Magazine De Geus en denktank Liberales publiceerden deze week mijn tekstje van een filosoof over een filosoof  – ik kon er dus mijn waardering voor Spinoza de vrije loop laten…

“Benedictus Spinoza (1632-1677) is zonder twijfel de filosoof aan wie ik het meest heb in het dagelijks leven. Voor ik Spinoza begon te bestuderen, heb ik me met veel plezier in ander werk verdiept, zoals dat van Schopenhauer, Nietzsche, Darwin, Heidegger, Deleuze, Machiavelli, Lucretius… Hoewel bijvoorbeeld Nietzsche zeker ook een verdienstelijke ‘praktische’ filosoof is, staat Spinoza toch met stip bovenaan mijn lijstje. Spinoza’s filosofie lijkt abstract en complex. Hij schrijft zijn hoofdwerk, de Ethica, volgens de ‘geometrische methode’, met veel termen uit de klassieke metafysica, zoals attributen of substantie. Maar dat belet een praktische toepassing van zijn denken allerminst: precies omdat Spinoza over de wetten van de natuur schrijft, kan je als lezer een concrete aanpassing bedenken. Spinoza schrijft ook in de zeventiende eeuw in de Nederlanden. Dat lijkt een andere belemmering: de tijdsgeest. Die is zeker erg verschillend. Maar toch heeft Spinoza een sterke filosofische intuïtie, waardoor hij meer een tijdgenoot lijkt van ons, dan van zijn toenmalige medeburgers.
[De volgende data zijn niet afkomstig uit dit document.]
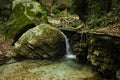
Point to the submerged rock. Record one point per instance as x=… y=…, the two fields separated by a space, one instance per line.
x=63 y=69
x=43 y=41
x=104 y=54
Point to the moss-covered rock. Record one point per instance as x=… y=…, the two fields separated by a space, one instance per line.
x=40 y=42
x=104 y=55
x=25 y=12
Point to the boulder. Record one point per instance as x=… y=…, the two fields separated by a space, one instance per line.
x=42 y=41
x=24 y=13
x=103 y=53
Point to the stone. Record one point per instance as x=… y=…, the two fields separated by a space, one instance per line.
x=24 y=13
x=103 y=54
x=62 y=69
x=42 y=41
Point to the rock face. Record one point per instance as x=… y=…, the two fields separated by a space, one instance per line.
x=24 y=13
x=104 y=54
x=43 y=41
x=47 y=70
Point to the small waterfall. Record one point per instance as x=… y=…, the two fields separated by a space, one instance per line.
x=69 y=53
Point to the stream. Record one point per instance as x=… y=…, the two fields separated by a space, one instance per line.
x=66 y=68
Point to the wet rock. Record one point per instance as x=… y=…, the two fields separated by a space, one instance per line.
x=103 y=54
x=63 y=69
x=40 y=42
x=66 y=21
x=25 y=13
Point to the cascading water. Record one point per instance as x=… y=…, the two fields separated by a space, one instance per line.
x=69 y=53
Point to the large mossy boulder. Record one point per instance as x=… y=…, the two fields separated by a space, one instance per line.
x=104 y=54
x=24 y=13
x=41 y=42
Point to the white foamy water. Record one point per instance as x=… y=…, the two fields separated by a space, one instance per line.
x=69 y=53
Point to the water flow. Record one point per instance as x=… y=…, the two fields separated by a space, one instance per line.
x=69 y=53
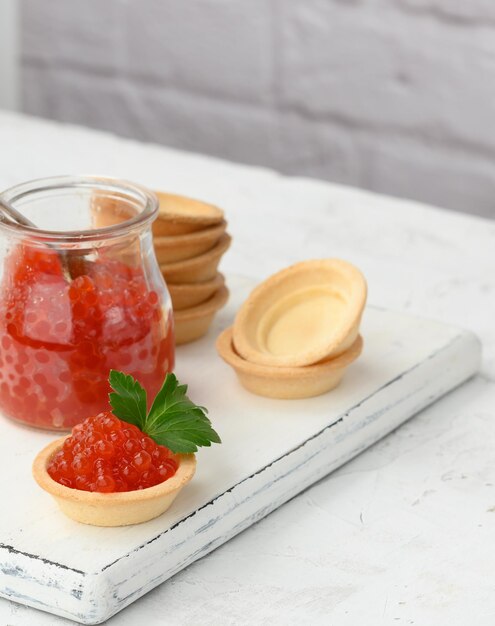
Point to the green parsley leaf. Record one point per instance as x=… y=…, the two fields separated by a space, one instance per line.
x=173 y=421
x=129 y=401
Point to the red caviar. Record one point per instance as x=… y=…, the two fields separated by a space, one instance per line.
x=107 y=455
x=60 y=338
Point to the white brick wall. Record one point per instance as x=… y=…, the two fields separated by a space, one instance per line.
x=392 y=95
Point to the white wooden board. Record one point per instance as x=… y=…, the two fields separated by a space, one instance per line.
x=272 y=450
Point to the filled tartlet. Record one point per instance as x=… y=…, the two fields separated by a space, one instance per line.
x=126 y=466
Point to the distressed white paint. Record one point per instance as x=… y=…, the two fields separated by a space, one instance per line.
x=404 y=531
x=271 y=450
x=9 y=54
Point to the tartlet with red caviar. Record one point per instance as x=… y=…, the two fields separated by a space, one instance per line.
x=128 y=466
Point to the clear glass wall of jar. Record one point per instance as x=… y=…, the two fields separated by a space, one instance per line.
x=80 y=295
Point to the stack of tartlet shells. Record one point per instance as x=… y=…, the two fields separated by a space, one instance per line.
x=190 y=239
x=298 y=331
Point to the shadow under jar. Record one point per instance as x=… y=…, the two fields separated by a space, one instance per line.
x=80 y=295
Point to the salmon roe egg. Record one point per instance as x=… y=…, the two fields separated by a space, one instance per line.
x=107 y=455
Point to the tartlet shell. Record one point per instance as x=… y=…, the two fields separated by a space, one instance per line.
x=187 y=295
x=322 y=276
x=181 y=247
x=180 y=215
x=198 y=269
x=191 y=324
x=112 y=509
x=287 y=382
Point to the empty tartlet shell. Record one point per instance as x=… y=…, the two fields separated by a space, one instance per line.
x=191 y=324
x=291 y=290
x=287 y=382
x=180 y=215
x=112 y=509
x=198 y=269
x=187 y=295
x=181 y=247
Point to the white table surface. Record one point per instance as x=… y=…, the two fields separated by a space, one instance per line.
x=403 y=534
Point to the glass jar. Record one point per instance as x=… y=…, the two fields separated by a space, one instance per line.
x=80 y=295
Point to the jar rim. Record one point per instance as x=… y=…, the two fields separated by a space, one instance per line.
x=97 y=183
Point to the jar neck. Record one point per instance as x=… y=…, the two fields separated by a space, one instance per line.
x=80 y=212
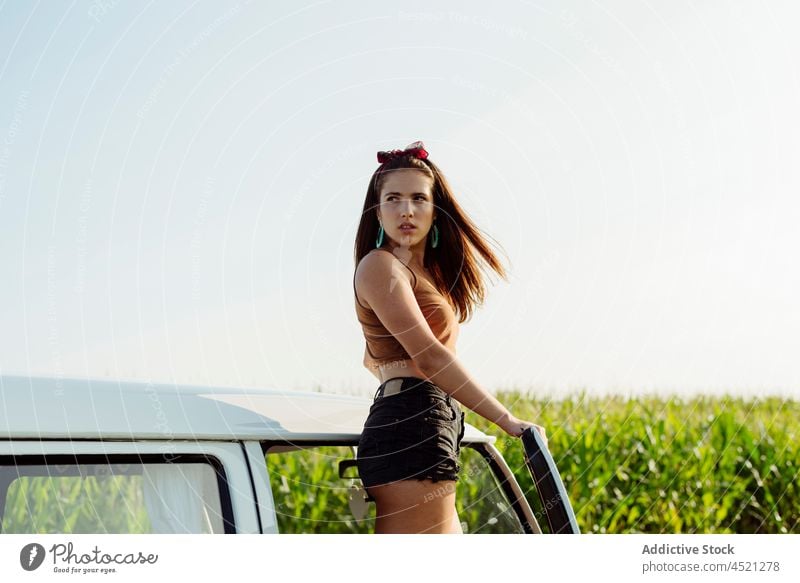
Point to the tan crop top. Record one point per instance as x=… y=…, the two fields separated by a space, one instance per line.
x=382 y=346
Over welke praktische en nog steeds actuele thema’s heb ik het dan? Enkele heb ik uitgewerkt in Door Spinoza’s lens, met hoofdstukken over seksualiteit, meditatie, politieke revoltes, moraal en zelfs Darwin. Om met deze laatste te beginnen: zoals Darwin is Spinoza een naturalist: de mens maakt deel uit van de natuur en kan volgens de wetten van de natuur worden begrepen. Hoewel Spinoza’s wetenschappelijke model erg van dat van Darwin verschilt (wat ik uitwerk in het boek), schrijft Spinoza al het belangrijkste Darwinistische schandaal neer: de mens is evenmin het hoogtepunt als het centrum van de creatie. De natuur heeft geen doel, maar alleen oorzaken. Zo heeft een vogel geen vleugels om te vliegen, alsof hij deel uitmaakt van een goddelijk plan.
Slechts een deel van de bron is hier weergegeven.